Die BIOfach 2018 soll morgen früh um Punkt neun Uhr ihre Tore für Mitmischer*innen der Ökobranche aus der ganzen Welt eröffnen. Allerdings sieht es bis jetzt noch eher wie eine riesige Baustelle aus: Überall liegen Papp- und Plastikreste auf dem Boden und Männer und Frauen in Arbeitskleidung schleppen, ziehen und tragen eilig Kisten, Kartons und andere Gegenstände in der riesigen Halle umher. Wir begutachten den HNE Stand und packen die Kartons aus, stellen die Aufsteller auf, platzieren das Huhn und stecken die Bäuerin zusammen. Fünf Tage lang sollen wir hier Interessent*innen von der Hochschule und unseren Studiengängen berichten, Kontakte zu potentiellen Partner*innen knüpfen und die HNE auf der größten Bio-Messe der Welt vertreten.

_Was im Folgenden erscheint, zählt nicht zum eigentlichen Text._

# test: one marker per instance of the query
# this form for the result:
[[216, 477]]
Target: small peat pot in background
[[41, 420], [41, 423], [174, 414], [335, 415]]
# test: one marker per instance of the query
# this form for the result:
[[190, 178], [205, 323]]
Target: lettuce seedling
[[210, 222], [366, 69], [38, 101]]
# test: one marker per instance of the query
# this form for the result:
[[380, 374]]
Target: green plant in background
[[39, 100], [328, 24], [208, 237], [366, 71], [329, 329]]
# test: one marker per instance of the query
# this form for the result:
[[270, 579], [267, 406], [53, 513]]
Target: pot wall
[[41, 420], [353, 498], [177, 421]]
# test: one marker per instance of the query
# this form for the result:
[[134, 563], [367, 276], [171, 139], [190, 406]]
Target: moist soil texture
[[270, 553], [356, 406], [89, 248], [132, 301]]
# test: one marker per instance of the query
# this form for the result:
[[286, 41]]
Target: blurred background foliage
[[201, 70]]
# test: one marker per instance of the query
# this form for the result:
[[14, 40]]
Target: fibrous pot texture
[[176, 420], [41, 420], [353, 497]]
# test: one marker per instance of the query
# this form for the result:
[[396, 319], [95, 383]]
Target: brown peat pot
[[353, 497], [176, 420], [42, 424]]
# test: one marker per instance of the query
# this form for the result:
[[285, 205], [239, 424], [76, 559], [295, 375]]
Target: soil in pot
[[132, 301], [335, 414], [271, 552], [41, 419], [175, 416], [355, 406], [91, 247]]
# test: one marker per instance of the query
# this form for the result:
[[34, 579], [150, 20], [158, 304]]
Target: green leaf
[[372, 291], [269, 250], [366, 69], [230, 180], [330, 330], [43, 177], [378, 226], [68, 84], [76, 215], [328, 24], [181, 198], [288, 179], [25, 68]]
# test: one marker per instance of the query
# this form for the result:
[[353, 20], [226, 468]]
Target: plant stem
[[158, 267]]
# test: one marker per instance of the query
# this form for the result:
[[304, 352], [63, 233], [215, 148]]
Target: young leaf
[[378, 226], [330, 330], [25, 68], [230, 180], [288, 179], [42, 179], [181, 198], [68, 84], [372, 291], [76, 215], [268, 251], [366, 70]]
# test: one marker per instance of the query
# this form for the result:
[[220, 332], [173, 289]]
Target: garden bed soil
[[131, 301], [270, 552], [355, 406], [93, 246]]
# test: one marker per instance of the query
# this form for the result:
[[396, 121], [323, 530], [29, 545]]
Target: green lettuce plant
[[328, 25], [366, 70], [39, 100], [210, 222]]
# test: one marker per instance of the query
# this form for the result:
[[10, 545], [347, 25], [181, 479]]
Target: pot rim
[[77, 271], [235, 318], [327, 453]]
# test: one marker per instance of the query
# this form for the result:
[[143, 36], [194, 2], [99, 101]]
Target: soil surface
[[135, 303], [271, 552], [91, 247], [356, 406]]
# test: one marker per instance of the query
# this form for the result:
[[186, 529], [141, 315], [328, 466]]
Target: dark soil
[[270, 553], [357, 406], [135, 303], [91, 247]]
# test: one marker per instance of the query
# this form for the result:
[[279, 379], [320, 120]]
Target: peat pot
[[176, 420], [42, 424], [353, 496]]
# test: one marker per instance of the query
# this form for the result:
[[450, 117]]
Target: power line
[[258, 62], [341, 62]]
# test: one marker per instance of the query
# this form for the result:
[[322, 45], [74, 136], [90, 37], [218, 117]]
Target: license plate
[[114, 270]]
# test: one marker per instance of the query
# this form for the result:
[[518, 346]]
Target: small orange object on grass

Das Chaos der letzten Nacht ist verschwunden und die Aussteller*innen verpassen ihren Ständen den letzten Schliff als ich am nächsten Morgen in Halle 9 eintreffe. Der HNE-Stand ist Teil der Next Generation Insel die vom Bio-Job-Vermittlungsunternehmen Kugler & Rosenberger betrieben wird. Rechts neben uns präsentiert sich die Weihenstephan-Universität die, wie mir ein Weihenstephan-Student erzählt, vor zwei Jahren die ersten Studierenden in die neue Studienrichtung Ökolandbau begrüßt hat. Zu unserer Linken befindet sich ein Platz für Vorträge mit einem Podest und Stühlen. Auch Teil der Next Generation Insel ist die Uni-Kassel mit einem Witzenhausen-Stand und außerdem die Universität Hohenheim, der Bund der Waldorfschulen und die EU-Öko-Kontrollstelle Agreco.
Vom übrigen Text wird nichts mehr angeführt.